I looked from her to Jules, and felt a dryness in my mouth.

“Who…” She was talking of Mr. Bragg of course. Please, God, let it be Mr. Bragg. Not…

“It was Mr. Lucas he was expecting, ma’am.” Jules’s voice sounded as dry as mine must have been, and he went on quickly, seeing, I suppose, the sudden lack of color in my face. “But he didn’t come, ma’am. Like Marta said. It was Mr. Bragg who found Mr. Guy, and woke us up. It was still dark, not quite five in the morning. He looked… it was just as if he had fallen asleep over his writing, his head on the desk and the ink spilled all over.”

I found that now that I had heard the final indictment—the last piece of evidence I had both dreaded and expected to hear—I could be amazingly calm and clear-headed. It was just as if all emotion had drained out of me, leaving only a cold hardness in its place.

There were only a few more questions to be asked, a few more facts to be ascertained. Facts, I called them, for neither Marta nor Jules had any reason to lie to me. They had both been unwilling to speak at all. I had begun to think that they were the only two people in the world that I could trust any longer.

I was thinking this while I composedly ordered a light supper, pretending I didn’t notice Marta’s tear-stained cheeks and pushed-out lower lip. She did not like the turn my questions had taken, but I was the patrona, and she bobbed her head when I had finished speaking. Yes, in spite of everything I could count on her loyalty… and then, suddenly, I thought of Mark. Perhaps it was because my eyes had fallen casually on the chessboard, and that made me remember the last game I had played on it—so long ago, it seemed.
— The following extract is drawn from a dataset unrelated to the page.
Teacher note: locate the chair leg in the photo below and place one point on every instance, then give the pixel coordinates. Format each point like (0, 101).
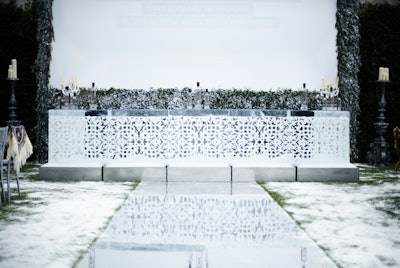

Mark, my patient friend, whose steadiness and common sense had helped me before. Mark, who loved me. How unnecessarily cruel I had been towards him yesterday! Why hadn’t I thought of Mark before? And if I needed an excuse, he had been one of the last persons to speak with my father before he died. Mark would help me decide what must be done; Mark would listen, and help me find an objective point of view.

And so I said to Jules, who still hovered uncertainly by the door, “Would you mind waiting for a few moments, until I write a note to Mr. Mark? You might ask one of the cowboys to deliver it to him. And ask Marta if she will lay an extra place for supper, if you please.”

I thought Jules was on the verge of saying something, but when he met my eyes he seemed to purse his lips, and only inclined his head courteously instead.